On the flip-side of the traditional sushi bar requiring the highly specialized and trained sushi chef, are fast-food-style sushi establishments that utilize high-tech, assembly line-style service and production equipment, which serve to cut labor costs and allow sale of lower-priced products. Sushi restaurants where pre-prepared sushi dishes pass by on little boats or on a conveyor belt are called Kaiten sushi in Japan (kaiten means "circulate"). Kaiten sushi bars are widespread throughout Japan, and have become commonplace here and in other countries, as well. To guarantee freshness, these circulating sushi service systems may contain specially coded plates so that after 55 minutes, any sushi still rotating is removed. Some establishments may include slots where plates are deposited after eating, offering customers an automatic way to calculate their tabs based on plate counts.
- Japanese fish knives
- Paring knives
- Plastic squeeze bottles
- Wooden chopsticks
- Metal chopsticks
- Makisu - bamboo mats
- Sushi rice paddles
- Metal boxes
- Geta - serving dishes
- Rice cookers Rice mixers
- Insulated rice holding containers
- Refrigerated raw-product display case
- Ceramic holding dishes
- Undercounter refrigerators
- Reach-in refrigerators
- Walk-in refrigerators
- Walk-in freezers
- Blast freezers
- Refrigerated air-screen display case
- Refrigerated wells
- Polyboard cutting board
- Wood cutting board
- Plastic wrap
- Black-bottom plastic containers
- Snap-on lids
- Paper grass
- Conveyor systems
- Plate counting systems
- Sushi robots
Perhaps the most non-traditional equipment now available for the preparation of sushi is the "sushi robot." While the sushi craze is still on the rise, the availability of trained sushi chefs is diminishing, so some operators are shifting to automatic preparation of sushi.

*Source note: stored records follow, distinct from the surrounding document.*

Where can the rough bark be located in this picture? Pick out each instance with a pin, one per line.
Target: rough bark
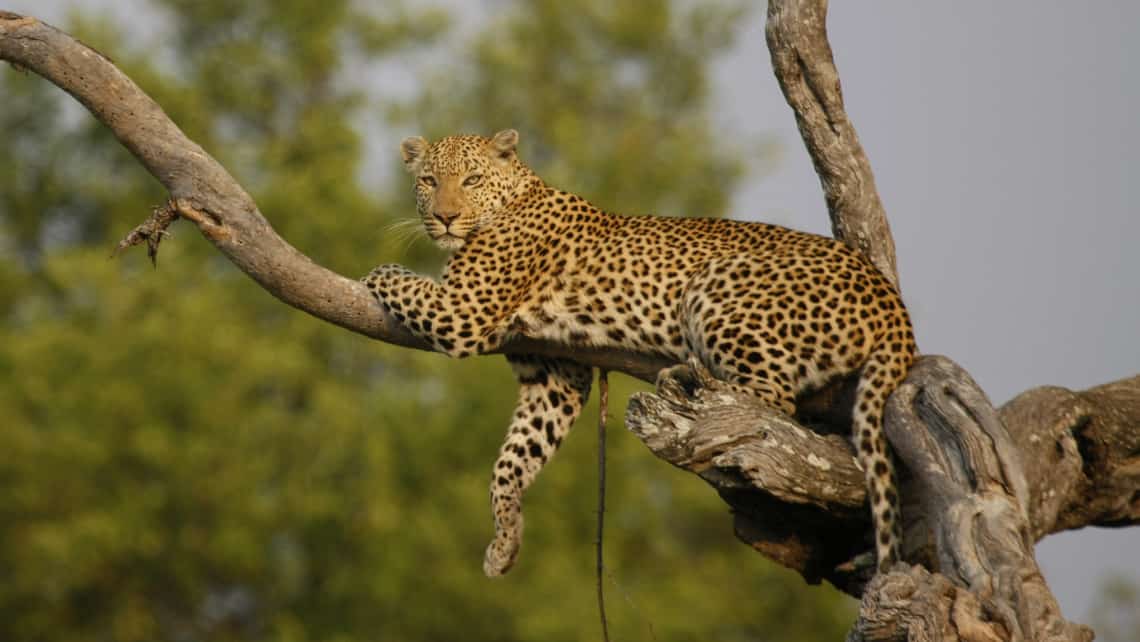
(797, 495)
(976, 495)
(797, 35)
(984, 495)
(208, 195)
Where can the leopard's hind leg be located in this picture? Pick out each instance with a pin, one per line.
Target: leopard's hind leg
(551, 396)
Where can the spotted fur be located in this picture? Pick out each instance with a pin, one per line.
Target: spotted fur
(773, 310)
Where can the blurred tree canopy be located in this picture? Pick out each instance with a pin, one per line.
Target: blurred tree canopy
(187, 458)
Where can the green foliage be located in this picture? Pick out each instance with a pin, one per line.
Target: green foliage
(186, 458)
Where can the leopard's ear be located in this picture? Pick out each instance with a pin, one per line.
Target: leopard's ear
(504, 144)
(414, 149)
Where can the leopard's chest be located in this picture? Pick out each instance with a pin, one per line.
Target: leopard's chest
(603, 309)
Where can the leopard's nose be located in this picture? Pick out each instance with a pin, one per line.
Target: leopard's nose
(446, 218)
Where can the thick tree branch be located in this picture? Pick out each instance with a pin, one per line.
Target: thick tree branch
(801, 59)
(798, 496)
(225, 213)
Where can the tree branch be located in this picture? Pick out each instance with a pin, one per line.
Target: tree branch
(797, 37)
(798, 497)
(208, 195)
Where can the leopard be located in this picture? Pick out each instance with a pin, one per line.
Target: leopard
(763, 308)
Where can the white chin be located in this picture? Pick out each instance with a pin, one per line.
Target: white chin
(449, 243)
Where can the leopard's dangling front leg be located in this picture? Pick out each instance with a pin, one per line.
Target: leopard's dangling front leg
(551, 396)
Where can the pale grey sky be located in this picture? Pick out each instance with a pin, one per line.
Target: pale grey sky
(1006, 144)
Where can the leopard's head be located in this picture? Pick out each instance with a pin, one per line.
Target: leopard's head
(463, 183)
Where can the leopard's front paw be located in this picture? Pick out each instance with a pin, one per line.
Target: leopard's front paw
(504, 549)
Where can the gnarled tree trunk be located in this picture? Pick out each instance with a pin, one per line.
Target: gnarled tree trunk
(979, 486)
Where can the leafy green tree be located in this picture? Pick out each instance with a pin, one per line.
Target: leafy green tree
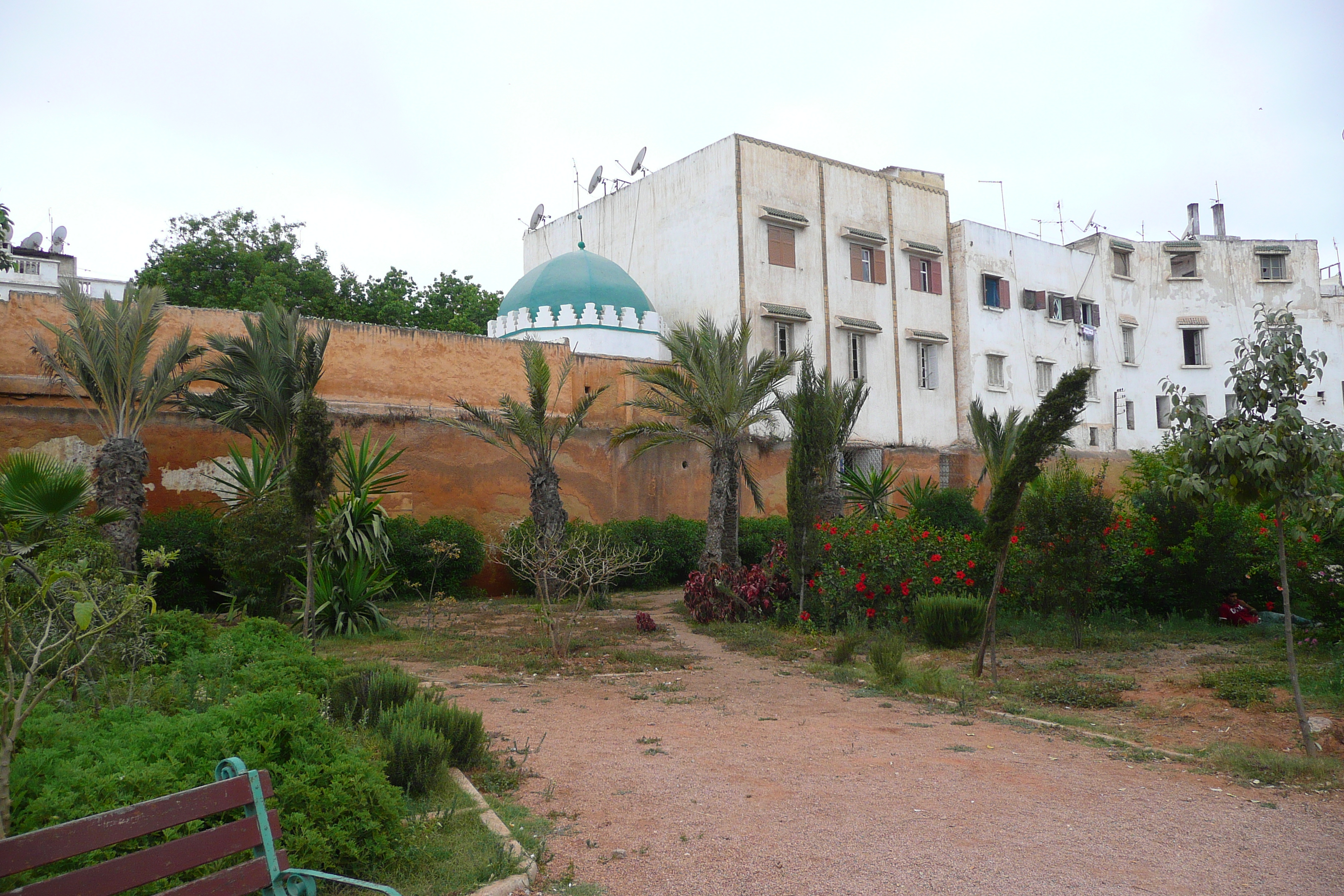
(1264, 451)
(1042, 434)
(820, 414)
(311, 475)
(713, 394)
(262, 377)
(101, 358)
(229, 260)
(534, 433)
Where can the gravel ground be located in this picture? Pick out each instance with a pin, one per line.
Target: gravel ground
(785, 785)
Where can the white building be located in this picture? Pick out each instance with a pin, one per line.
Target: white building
(1136, 312)
(814, 252)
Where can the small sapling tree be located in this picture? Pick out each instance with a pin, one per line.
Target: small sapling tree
(1264, 452)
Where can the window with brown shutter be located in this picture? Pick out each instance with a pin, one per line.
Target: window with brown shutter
(781, 246)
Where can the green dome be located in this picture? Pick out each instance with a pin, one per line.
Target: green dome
(576, 278)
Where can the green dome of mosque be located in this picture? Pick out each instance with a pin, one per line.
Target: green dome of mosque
(576, 278)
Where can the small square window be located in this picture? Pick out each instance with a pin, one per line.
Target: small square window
(1183, 265)
(1194, 346)
(1120, 261)
(928, 366)
(995, 370)
(858, 363)
(1273, 268)
(1045, 377)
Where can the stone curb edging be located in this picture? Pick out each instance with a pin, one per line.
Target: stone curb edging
(526, 863)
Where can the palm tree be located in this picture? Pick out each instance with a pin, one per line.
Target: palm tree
(534, 433)
(101, 358)
(820, 414)
(996, 440)
(713, 395)
(262, 378)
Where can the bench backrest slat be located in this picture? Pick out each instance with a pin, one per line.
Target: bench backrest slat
(84, 835)
(240, 881)
(127, 872)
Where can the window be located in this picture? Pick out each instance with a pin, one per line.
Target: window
(1194, 340)
(928, 366)
(927, 276)
(781, 246)
(1120, 262)
(995, 370)
(996, 292)
(867, 265)
(1273, 268)
(858, 369)
(1183, 265)
(1164, 413)
(1045, 377)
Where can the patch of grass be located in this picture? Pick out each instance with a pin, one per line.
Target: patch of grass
(1276, 768)
(1085, 691)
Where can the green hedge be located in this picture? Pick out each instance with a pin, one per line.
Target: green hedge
(195, 578)
(413, 558)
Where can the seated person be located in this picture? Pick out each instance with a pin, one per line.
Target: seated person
(1237, 612)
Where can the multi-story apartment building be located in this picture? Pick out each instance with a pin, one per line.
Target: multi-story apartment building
(1136, 312)
(867, 269)
(814, 252)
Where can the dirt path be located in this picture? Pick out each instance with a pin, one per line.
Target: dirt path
(785, 785)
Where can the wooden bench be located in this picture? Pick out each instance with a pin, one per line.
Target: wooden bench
(236, 787)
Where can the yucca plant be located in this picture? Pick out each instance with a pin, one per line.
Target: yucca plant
(41, 494)
(101, 358)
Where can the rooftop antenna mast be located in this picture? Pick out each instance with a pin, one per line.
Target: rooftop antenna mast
(1003, 205)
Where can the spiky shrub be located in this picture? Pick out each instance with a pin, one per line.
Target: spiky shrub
(886, 655)
(948, 620)
(370, 690)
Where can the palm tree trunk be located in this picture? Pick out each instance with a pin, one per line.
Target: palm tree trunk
(1288, 632)
(721, 471)
(122, 467)
(990, 639)
(732, 519)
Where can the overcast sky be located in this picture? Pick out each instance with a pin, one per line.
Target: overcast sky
(418, 135)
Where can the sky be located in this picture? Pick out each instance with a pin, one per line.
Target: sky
(421, 136)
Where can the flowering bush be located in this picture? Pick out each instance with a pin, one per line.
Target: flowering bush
(753, 591)
(873, 571)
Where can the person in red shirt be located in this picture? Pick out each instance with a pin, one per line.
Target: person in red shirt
(1237, 612)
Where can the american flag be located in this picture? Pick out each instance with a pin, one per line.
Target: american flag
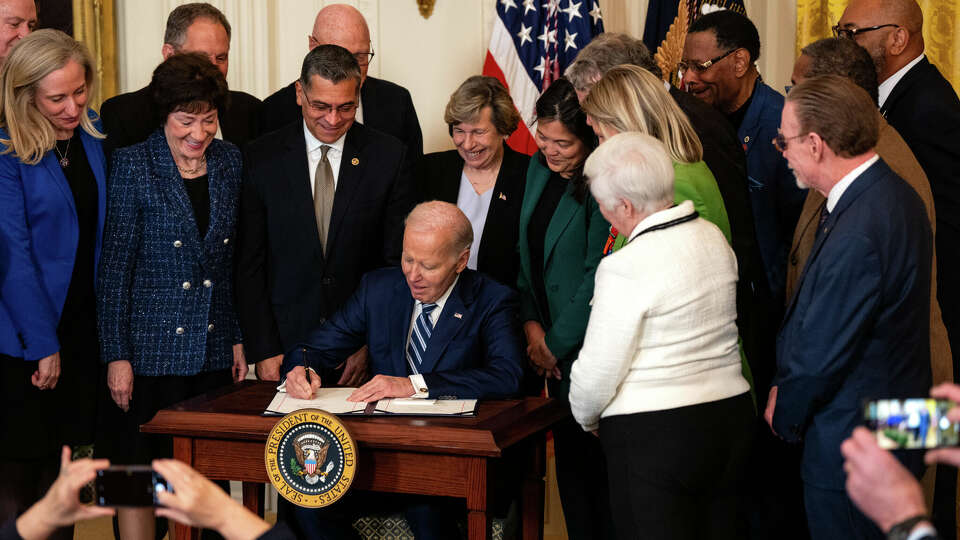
(533, 42)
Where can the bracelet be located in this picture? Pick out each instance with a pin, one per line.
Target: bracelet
(902, 530)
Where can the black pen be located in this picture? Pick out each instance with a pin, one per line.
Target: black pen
(306, 369)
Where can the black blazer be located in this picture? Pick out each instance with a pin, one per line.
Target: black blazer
(757, 314)
(286, 286)
(130, 118)
(386, 107)
(438, 178)
(924, 109)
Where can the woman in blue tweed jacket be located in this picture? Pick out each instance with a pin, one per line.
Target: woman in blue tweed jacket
(168, 327)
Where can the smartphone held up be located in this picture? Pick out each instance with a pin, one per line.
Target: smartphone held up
(129, 485)
(914, 423)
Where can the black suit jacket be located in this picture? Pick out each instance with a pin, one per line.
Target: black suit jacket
(757, 314)
(924, 109)
(386, 107)
(286, 286)
(438, 178)
(130, 118)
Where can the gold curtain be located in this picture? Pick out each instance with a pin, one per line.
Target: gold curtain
(93, 24)
(940, 21)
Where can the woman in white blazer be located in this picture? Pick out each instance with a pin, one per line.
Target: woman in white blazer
(658, 377)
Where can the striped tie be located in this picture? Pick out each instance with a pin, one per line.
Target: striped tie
(419, 337)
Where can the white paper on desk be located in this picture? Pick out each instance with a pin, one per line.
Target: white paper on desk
(334, 401)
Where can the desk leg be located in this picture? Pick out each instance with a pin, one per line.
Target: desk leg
(477, 499)
(253, 497)
(531, 507)
(183, 451)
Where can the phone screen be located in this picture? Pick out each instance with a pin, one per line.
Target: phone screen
(912, 423)
(128, 485)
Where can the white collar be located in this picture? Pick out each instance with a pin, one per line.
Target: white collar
(313, 143)
(833, 197)
(887, 86)
(685, 208)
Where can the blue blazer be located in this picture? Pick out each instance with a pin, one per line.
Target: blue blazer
(38, 244)
(774, 196)
(475, 352)
(165, 296)
(858, 325)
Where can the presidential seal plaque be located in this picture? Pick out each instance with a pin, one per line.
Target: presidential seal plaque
(311, 458)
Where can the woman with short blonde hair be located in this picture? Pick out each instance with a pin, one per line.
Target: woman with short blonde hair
(629, 98)
(483, 176)
(52, 213)
(29, 133)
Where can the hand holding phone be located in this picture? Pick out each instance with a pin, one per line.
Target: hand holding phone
(129, 486)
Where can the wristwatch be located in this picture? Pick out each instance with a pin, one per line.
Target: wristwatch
(902, 530)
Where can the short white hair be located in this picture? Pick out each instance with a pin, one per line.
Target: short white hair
(634, 167)
(441, 216)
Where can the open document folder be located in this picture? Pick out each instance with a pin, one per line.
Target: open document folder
(334, 401)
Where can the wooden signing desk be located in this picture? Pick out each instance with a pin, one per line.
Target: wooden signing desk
(222, 435)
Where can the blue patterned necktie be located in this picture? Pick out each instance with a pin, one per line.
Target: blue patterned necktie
(824, 214)
(420, 337)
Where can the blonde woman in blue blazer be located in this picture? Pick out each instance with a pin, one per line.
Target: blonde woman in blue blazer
(52, 208)
(168, 326)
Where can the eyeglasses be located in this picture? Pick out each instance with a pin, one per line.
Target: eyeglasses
(780, 142)
(851, 33)
(700, 67)
(362, 58)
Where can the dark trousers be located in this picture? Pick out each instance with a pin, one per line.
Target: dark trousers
(582, 482)
(676, 474)
(832, 515)
(430, 518)
(773, 498)
(23, 483)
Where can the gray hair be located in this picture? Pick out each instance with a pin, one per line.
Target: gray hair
(831, 56)
(634, 167)
(605, 51)
(183, 16)
(442, 216)
(332, 63)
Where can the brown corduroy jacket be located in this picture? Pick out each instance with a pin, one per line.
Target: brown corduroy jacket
(894, 151)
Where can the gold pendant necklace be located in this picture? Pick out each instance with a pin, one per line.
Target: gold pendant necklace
(64, 162)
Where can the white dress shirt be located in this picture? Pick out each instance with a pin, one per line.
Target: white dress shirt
(888, 85)
(837, 190)
(475, 207)
(419, 385)
(314, 153)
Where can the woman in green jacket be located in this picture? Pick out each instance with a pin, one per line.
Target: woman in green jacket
(630, 98)
(560, 243)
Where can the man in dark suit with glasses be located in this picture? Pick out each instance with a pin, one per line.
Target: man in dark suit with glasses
(384, 106)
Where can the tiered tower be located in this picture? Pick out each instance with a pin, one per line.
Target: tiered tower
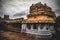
(40, 21)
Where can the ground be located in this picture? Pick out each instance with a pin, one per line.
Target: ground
(6, 35)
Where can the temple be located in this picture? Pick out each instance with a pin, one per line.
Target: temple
(40, 21)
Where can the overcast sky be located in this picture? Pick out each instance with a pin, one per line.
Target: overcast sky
(20, 8)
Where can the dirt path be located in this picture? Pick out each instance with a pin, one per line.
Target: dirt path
(18, 36)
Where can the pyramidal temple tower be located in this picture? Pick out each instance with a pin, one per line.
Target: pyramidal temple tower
(40, 21)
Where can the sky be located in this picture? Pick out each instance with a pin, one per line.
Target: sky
(20, 8)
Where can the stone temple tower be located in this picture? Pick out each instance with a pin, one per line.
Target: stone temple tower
(40, 21)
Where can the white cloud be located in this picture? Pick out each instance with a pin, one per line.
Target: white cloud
(12, 7)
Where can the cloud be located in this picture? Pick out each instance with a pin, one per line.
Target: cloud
(21, 13)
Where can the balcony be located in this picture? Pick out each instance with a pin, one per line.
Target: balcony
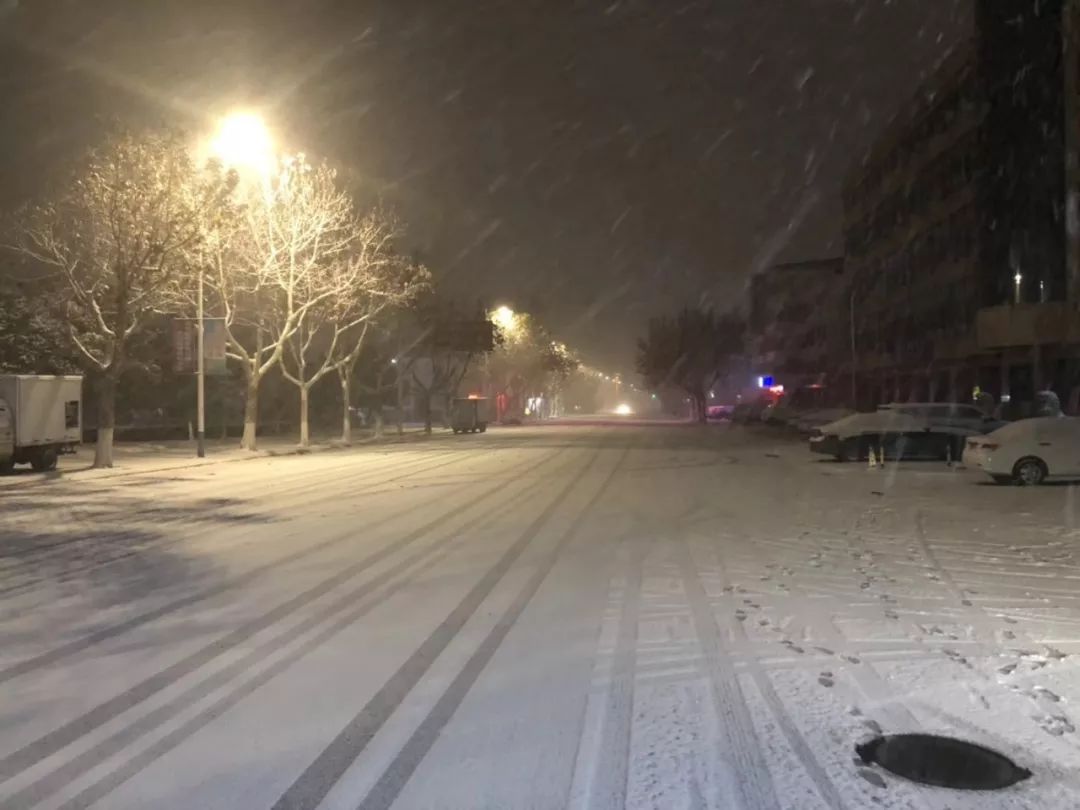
(1026, 324)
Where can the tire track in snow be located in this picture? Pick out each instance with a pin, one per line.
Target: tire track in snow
(38, 554)
(72, 730)
(379, 589)
(610, 772)
(396, 775)
(316, 780)
(83, 643)
(741, 747)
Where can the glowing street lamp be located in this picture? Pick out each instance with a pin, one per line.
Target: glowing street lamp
(508, 321)
(243, 142)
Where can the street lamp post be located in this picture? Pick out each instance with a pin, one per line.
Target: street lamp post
(201, 377)
(242, 142)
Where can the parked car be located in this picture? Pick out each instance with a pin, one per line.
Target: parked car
(1028, 451)
(40, 419)
(904, 430)
(719, 412)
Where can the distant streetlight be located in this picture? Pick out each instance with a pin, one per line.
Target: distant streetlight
(243, 142)
(508, 321)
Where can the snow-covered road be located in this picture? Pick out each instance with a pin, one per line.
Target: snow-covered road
(564, 617)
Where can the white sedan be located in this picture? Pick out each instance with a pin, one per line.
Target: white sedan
(1028, 451)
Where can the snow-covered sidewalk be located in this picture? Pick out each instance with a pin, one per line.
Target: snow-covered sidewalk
(607, 618)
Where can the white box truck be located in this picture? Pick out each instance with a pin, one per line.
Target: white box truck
(40, 418)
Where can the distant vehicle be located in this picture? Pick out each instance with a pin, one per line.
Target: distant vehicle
(812, 419)
(903, 430)
(469, 415)
(40, 419)
(791, 406)
(719, 412)
(1028, 451)
(751, 412)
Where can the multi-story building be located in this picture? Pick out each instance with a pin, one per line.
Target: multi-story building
(792, 325)
(961, 266)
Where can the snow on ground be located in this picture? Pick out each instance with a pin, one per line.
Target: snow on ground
(582, 616)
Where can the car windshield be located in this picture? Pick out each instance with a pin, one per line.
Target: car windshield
(539, 404)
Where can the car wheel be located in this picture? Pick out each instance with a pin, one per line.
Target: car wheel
(850, 449)
(44, 461)
(1029, 472)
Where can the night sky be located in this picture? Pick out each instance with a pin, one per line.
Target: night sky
(592, 162)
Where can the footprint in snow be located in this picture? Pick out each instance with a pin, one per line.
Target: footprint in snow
(873, 777)
(1055, 725)
(1041, 691)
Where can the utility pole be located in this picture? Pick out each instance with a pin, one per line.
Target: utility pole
(201, 378)
(851, 318)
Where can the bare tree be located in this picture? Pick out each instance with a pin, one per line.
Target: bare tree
(690, 351)
(115, 237)
(443, 350)
(367, 281)
(390, 283)
(273, 266)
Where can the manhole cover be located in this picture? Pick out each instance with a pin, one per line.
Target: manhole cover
(942, 761)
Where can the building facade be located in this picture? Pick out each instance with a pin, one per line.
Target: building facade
(793, 328)
(956, 241)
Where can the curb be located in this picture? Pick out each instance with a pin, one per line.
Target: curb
(211, 461)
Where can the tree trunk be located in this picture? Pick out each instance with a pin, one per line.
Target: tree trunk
(346, 415)
(251, 412)
(401, 405)
(305, 437)
(702, 410)
(106, 420)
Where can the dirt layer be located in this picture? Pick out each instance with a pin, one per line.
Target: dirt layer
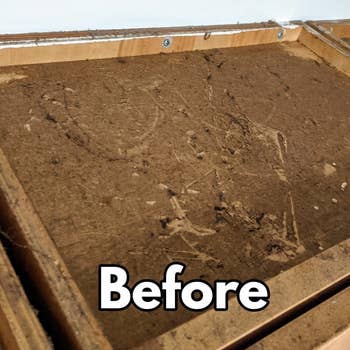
(232, 161)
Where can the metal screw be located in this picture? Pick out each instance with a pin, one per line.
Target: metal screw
(166, 43)
(207, 35)
(280, 34)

Introduced in the late '90s, a sushi robot automatically combines ingredients for sushi rolls or provides the properly pressed and seasoned rice ball for sushi prep with staff then adding fish by hand. Sushi robots are now available to operators in many sizes and capacities for use in small operations, as well as in high-volume sushi prep facilities such as the New York Rice Center in Queens, N.Y. There, large combo rice cookers and mixers prepare rice for the 5,000 sushi lunchboxes produced assembly line-style every day. Rice is loaded into the factory-s four sushi robots and, as the robot-formed bite-size rice cakes move along conveyor belts, workers wearing gloves and smocks cover the concoctions with slices of raw tuna, salmon or individual shrimp - all imported to Queens in a flash-frozen state.
After being wrapped, labeled and trayed, the sushi boxes are ready to be distributed to 15 fast-food sushi outlets located around Manhattan and at Newark Airport in New Jersey. This type of sushi production supports a mass marketing approach for operators who wish to provide Japanese food to American customers utilizing U.S. fast-food chain distribution techniques.